Multiple Description Coding using Exact Discrete Radon Transform B. Parrein, N. Normand, JP. Guédon bparrein, nnormand,
[email protected] IRCCyN UMR 6597 Image Vidéo Communication team EPUN, rue Christian Pauc La Chantrerie BP 50609 44306 Nantes Cedex 3 Abstract We propose in this paper a multiple description coding system by computing projections of information elements. With a complete adequation between projections and packets, we can use it over present erasure channel. Any projection reception contributes in a same way to original information reconstruction. Moreover the system can allocate level of priority for each source layer adding a multi-level redundancy. By the topology of support where scalable data is multiplexed, our Priority Encoding Transmission system gives a near optimal solution MDS-based propose in [1] with a lower complexity and a simpler implementation.

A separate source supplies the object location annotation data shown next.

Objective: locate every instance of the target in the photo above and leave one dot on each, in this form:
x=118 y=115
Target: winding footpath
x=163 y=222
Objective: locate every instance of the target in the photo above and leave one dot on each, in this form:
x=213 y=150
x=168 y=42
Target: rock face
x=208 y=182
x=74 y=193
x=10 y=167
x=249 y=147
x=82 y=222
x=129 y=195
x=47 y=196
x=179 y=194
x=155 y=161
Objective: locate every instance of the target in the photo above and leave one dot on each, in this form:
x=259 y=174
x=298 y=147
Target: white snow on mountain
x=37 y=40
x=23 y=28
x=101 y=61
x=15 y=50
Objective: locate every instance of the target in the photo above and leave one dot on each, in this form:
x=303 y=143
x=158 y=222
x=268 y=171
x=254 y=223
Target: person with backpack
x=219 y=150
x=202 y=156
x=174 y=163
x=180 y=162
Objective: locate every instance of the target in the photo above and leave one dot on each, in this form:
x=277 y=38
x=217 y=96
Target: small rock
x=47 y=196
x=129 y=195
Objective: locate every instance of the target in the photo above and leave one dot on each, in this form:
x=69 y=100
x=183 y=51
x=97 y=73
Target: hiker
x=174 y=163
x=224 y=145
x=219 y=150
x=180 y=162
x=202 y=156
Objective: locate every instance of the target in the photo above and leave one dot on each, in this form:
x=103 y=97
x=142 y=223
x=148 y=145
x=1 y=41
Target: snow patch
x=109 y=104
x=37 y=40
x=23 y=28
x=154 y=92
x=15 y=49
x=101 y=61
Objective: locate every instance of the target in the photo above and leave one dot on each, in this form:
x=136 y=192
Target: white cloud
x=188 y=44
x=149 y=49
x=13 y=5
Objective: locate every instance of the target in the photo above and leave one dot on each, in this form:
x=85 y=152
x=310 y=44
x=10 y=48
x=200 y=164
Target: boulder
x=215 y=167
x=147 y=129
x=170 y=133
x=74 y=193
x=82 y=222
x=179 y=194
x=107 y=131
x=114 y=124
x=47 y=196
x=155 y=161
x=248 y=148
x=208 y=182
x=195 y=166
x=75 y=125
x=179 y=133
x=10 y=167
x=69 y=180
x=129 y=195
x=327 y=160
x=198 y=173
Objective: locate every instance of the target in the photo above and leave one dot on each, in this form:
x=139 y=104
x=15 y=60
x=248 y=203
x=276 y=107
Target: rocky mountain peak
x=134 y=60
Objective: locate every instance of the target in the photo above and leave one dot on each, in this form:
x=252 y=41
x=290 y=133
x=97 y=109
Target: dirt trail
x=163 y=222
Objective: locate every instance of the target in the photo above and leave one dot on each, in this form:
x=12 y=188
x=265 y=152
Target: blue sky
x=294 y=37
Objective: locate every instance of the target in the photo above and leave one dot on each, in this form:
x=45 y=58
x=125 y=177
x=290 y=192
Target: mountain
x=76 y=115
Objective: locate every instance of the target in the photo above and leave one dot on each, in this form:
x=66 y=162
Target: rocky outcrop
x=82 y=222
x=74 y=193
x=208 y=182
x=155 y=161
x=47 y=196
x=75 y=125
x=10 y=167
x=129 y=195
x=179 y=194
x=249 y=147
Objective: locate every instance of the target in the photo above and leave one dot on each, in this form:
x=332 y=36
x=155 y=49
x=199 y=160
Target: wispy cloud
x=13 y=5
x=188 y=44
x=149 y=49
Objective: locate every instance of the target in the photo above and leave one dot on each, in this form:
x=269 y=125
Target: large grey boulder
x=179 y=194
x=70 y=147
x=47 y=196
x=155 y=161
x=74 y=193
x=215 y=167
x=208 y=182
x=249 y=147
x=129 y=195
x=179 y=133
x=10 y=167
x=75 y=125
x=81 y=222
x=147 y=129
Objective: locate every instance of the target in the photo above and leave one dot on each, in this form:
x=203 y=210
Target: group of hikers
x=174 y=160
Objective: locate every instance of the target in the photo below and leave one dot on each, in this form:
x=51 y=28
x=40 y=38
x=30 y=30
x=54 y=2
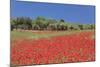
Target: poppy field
x=51 y=47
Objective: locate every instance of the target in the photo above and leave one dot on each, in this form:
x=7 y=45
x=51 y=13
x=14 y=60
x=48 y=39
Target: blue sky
x=70 y=13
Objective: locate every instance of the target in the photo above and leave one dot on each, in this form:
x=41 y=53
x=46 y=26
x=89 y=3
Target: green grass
x=32 y=35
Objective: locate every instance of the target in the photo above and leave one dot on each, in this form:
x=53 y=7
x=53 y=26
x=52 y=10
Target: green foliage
x=41 y=23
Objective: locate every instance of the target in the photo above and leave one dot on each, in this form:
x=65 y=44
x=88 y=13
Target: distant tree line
x=41 y=23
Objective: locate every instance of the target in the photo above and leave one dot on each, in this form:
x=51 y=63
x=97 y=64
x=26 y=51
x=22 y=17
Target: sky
x=84 y=14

1 Introduction Multimedia applications transmit more and more important information volume over packet switch data network as the familiar Internet Protocol. For a wide area network level, a daily Internet weather report [2] shows a huge percentage of packet loss for that several links. Several kinds of umbrellas is today proposed to protect Quality of service (QoS) parameters as integrity and delay. Integrity QoS parameters are grouped into erasure resilient codes coming from the source or the channel or both. A mechanism where source and channel are jointly working seems more relevant. Roughly speaking, a high compression ratio is of no interest when the network is not safe from erasures since destinations will ask back the source for the missing information. A best effort method consists in adding no specific mechanism in the network for regulating flows (no packet hierarchy, no integrity packet and no real-time checking) as the Internet protocol. In this paper, we describe a new way of multi-level redundancy generation applied to the packets content without changing the best effort type of network protocol running these packets. The obtained representation is used to protect in a unequal manner the different semantic levels of a source, e.g. the metaflow, the low frequencies and the high frequencies of an encoded image. Multiple description coding of a source gives a way to use a graceful degradations function for different reception scenarii and according to source scalability. For instance when two channels are used: 1
- destinations receive one description R1 encoded. A version of the original information is thus obtained with side distorsion D1 . - destinations receive one description R2 encoded. Another version of the original information is reconstructed with side distorsion D2 . - both descriptions are received at R0 and the source is reconstructed with a central distorsion D0 with D0 ≤ min(D1 , D2 ) (corresponding to noise quantification). In section 2, some implementations of multiple description coding with support scalability are presented. Our mechanism based on the projection of scalable information is described in section 3 and analysed in section 4. The section 5 presents the protection of progressive JPEG data set. Finally, section 6 compares the proposed approach with MDS codes which are optimal when only the overweight factor is considered.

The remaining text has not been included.